Соседи

Наши соседи в условиях «московского злого жилья» — это навязанные нам случаем, если не тайной полицией, наши «вечные спутники» (по крайней мере, так было в 1917–1953 годы, когда никаких квартирных перемен, кроме отправки в «казенный дом», для обывателя не существовало: где кого застала катастрофа, там тот и жил).

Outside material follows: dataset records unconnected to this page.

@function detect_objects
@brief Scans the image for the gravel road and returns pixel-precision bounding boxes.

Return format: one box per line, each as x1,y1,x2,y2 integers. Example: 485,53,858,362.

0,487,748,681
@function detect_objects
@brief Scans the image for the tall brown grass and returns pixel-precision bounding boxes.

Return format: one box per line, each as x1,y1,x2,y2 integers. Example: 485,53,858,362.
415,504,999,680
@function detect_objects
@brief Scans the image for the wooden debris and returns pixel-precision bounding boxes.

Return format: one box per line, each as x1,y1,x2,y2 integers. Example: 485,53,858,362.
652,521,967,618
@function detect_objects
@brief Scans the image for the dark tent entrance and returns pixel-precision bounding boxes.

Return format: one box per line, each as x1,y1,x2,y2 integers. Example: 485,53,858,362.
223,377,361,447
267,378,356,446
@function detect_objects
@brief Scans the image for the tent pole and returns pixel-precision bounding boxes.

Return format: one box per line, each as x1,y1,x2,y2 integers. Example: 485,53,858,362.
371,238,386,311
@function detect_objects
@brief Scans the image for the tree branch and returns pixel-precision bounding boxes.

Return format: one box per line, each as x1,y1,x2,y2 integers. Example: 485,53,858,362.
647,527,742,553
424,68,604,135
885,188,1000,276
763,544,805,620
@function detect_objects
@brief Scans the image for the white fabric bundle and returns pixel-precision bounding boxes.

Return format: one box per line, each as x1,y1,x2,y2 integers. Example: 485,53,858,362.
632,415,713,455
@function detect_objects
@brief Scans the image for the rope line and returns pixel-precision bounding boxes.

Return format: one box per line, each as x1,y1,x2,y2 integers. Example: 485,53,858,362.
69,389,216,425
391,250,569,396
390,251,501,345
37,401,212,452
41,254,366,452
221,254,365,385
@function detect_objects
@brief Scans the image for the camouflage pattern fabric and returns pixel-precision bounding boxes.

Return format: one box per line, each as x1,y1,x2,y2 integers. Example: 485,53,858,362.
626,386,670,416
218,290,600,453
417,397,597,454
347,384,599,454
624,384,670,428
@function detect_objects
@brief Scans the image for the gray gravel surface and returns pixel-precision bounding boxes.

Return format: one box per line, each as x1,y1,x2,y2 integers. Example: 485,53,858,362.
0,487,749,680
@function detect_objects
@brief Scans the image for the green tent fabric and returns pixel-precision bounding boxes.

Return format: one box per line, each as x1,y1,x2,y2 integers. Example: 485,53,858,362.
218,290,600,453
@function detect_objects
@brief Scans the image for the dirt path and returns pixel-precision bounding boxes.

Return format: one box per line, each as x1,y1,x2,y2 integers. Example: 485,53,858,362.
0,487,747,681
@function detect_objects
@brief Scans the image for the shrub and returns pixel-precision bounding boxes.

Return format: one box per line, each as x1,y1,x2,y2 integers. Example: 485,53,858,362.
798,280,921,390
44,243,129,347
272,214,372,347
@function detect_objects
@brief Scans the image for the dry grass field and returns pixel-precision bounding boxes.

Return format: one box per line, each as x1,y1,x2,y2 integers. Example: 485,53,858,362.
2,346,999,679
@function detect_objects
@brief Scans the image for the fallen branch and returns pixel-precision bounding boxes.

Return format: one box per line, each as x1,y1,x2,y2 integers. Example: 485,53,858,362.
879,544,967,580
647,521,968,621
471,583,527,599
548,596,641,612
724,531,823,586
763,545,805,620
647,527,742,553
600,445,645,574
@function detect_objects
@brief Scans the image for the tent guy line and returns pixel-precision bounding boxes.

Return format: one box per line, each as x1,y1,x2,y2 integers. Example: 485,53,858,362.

В мирное время люди свободно и естественно меняли места проживания — квартиры, города, государства. Революция всех прикрепила к месту, сделала «квартирный вопрос» существенной детерминантой нашей жизни. Невозможность переменить квартиру, обязательность «коммуналки», полная звукопроницаемость новейших «отдельных квартир» сделали обязательной нашу ориентированность на характер, вкусы, духовный уровень, политические взгляды и нравственные представления тех, кто тебя «квартирно» окружает, кто слышит все, что ты говоришь, видит, что ты делаешь, знает, что ты ешь и кто к тебе приходит.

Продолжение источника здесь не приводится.